毎朝、部屋に飾られていた鈴蘭の花。あの優しい香りに、どれほど心を救われたことか。
「まだありますよ……ふふふっ」
「え、まだあるんですか!?」
タミは悪戯っぽく笑いながら、紫乃を居間へと誘った。昼下がりの陽射しが、障子越しに柔らかく差し込んでいる。

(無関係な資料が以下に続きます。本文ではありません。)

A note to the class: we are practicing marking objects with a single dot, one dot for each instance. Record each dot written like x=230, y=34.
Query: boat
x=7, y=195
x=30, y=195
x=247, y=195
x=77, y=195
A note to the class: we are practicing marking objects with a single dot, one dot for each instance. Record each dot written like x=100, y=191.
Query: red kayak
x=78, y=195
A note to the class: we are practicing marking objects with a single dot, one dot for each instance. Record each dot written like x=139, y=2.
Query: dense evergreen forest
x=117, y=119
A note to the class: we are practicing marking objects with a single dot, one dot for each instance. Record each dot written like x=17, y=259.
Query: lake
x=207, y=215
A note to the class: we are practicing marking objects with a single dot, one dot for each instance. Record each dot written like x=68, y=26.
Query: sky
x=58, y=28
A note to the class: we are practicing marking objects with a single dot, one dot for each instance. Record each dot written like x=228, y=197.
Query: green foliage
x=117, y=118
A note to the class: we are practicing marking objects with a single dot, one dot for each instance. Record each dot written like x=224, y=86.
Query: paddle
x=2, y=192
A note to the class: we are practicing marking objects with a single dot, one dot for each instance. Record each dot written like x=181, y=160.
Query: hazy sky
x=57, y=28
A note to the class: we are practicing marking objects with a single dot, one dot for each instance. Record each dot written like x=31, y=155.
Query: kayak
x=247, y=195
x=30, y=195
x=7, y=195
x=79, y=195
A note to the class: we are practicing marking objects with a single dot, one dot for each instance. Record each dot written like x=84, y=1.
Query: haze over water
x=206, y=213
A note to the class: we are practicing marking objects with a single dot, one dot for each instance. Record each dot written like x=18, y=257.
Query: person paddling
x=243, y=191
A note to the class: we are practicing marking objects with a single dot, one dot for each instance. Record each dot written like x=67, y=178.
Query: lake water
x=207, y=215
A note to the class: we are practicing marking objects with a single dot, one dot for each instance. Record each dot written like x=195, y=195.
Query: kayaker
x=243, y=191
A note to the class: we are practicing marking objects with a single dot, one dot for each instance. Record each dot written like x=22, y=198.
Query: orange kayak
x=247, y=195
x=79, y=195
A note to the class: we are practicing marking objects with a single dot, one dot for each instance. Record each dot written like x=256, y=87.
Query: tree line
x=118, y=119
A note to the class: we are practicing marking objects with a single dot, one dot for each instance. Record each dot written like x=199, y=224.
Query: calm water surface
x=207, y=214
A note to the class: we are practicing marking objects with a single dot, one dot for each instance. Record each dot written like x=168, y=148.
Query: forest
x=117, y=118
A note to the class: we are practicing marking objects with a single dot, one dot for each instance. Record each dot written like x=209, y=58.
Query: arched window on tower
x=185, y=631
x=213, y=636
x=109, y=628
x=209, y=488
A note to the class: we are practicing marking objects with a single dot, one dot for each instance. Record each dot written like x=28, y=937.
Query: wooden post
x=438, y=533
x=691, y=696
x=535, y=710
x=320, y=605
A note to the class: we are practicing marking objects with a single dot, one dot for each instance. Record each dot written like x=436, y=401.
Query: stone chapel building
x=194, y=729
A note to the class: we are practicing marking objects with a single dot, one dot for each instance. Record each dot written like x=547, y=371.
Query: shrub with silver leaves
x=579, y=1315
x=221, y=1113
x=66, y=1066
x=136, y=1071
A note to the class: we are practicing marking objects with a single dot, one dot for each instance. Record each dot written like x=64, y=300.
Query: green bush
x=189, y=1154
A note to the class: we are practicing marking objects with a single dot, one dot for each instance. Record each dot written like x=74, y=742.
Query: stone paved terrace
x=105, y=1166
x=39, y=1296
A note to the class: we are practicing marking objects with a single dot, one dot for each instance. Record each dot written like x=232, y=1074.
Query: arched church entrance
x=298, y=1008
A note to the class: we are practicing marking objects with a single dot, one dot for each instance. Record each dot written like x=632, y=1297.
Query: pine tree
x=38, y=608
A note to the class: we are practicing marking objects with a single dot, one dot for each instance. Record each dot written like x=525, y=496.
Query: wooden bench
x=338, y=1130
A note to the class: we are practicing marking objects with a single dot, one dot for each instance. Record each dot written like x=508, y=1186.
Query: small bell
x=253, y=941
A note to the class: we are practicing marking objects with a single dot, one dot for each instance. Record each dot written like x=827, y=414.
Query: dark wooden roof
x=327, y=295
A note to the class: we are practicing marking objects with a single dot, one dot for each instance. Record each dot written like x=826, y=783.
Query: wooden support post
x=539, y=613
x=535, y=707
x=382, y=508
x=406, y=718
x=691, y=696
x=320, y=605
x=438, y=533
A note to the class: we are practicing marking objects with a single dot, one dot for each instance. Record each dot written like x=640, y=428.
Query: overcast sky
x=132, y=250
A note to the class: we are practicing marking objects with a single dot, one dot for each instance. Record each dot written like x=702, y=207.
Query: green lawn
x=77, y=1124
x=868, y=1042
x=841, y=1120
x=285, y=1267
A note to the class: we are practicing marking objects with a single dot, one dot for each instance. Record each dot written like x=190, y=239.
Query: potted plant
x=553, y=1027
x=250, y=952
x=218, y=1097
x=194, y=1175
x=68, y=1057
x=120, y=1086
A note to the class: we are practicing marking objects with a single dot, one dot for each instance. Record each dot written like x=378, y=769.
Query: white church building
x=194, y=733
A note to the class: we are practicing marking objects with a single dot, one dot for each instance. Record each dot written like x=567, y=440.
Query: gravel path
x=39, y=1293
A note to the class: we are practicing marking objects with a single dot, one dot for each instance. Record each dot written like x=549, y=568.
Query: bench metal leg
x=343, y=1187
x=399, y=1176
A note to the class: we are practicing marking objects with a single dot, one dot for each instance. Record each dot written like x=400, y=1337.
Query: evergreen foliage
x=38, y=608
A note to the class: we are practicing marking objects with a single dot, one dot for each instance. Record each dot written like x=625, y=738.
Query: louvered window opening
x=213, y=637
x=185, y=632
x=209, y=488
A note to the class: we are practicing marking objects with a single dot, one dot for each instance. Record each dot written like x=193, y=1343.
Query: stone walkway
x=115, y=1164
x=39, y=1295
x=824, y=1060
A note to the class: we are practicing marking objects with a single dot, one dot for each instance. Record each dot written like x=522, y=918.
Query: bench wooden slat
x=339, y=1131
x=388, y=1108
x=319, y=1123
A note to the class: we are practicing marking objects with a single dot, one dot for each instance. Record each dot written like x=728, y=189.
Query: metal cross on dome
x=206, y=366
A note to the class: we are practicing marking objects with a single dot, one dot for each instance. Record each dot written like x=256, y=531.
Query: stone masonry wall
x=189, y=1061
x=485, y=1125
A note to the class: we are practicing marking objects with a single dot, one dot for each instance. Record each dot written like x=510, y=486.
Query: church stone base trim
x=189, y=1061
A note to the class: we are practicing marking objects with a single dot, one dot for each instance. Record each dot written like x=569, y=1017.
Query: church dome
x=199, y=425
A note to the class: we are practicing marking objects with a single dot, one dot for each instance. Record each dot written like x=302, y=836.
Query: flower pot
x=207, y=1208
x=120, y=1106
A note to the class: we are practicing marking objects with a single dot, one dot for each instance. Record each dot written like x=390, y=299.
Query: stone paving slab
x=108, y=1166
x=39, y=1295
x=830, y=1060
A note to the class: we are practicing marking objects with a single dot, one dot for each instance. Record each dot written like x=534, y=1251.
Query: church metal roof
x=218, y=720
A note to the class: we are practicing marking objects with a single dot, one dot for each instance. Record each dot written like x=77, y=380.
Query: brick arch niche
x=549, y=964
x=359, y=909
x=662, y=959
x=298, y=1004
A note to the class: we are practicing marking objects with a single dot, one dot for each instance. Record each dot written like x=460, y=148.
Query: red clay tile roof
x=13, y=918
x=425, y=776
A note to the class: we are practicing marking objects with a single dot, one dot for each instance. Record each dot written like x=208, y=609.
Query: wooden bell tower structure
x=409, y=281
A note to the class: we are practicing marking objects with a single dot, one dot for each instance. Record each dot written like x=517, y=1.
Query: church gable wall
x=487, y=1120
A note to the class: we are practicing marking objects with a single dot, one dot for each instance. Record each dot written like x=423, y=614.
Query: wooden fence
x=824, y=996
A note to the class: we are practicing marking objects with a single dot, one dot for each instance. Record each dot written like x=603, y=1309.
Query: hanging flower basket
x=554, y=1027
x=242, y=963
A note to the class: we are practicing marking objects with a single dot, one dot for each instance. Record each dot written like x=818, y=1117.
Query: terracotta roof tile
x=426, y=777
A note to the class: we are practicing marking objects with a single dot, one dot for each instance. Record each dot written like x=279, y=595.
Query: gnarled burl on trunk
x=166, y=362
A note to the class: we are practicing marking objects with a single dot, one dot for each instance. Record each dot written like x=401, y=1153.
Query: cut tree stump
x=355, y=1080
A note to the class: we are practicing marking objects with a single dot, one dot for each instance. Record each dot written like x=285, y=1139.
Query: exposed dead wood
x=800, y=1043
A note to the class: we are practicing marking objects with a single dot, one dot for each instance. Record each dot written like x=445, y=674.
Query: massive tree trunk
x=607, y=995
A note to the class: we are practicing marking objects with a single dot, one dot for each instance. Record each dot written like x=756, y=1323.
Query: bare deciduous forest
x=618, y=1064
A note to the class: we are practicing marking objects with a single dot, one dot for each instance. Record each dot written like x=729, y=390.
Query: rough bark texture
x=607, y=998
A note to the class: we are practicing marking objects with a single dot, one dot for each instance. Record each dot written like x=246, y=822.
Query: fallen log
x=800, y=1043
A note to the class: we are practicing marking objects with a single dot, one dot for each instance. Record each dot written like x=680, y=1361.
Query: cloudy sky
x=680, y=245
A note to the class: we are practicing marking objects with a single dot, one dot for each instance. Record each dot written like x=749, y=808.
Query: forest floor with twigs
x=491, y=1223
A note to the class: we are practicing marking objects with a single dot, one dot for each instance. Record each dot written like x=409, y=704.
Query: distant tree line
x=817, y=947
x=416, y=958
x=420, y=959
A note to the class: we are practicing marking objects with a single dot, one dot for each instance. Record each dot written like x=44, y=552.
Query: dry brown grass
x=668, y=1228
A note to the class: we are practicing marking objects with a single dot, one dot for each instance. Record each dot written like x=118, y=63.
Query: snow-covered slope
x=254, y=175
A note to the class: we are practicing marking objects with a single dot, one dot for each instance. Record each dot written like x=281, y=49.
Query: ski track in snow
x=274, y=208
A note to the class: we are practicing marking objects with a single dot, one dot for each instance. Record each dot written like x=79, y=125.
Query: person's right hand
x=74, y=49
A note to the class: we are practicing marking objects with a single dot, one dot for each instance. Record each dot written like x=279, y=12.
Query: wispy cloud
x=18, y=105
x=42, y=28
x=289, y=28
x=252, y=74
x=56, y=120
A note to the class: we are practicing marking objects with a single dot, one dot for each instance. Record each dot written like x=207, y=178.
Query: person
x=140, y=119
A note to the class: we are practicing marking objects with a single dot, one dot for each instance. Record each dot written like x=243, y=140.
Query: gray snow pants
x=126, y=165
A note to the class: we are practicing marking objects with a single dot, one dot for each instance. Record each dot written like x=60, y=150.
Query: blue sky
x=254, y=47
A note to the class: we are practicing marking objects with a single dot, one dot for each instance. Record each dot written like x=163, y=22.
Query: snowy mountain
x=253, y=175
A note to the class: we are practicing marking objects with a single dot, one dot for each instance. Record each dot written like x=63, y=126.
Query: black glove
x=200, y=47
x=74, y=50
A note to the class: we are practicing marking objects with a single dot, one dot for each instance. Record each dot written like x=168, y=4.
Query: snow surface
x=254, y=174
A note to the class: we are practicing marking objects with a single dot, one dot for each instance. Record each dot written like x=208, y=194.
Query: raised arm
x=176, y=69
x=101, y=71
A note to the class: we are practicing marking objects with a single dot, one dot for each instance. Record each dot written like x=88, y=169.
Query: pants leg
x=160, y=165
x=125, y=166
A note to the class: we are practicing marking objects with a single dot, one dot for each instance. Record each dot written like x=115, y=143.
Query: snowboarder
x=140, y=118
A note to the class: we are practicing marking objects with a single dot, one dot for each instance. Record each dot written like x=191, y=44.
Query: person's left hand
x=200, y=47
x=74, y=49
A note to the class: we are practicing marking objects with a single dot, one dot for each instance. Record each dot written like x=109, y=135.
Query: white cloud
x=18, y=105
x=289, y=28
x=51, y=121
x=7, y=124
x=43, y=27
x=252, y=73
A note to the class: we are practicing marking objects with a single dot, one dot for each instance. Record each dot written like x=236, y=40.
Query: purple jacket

「実は……婚礼衣装も、若旦那様が仲の良い西洋医師にご相談なさって、一から考案されたそうです。唯一無二の婚礼衣装を、と」
「ッ……?!」
紫乃の胸が、どくんと跳ねた。
「白無垢でもなく、洋装でもない。和と洋が調和した、あの美しい衣装……。岩永家がご贔屓にしている呉服屋に問い合わせて、紫乃様の寸法や好みをお尋ねになったそうですよ。縫製師も、西洋医師の紹介で特別に手配されたとか」
(あの衣装が……私のために……)
紫乃は、婚礼の日に感じたあの仄かな香りと、肌に吸い付くような布の感触を思い出していた。あれは、ただの衣装ではなかった。夫の……、見えない想いが縫い込まれた、愛の証だったのだ。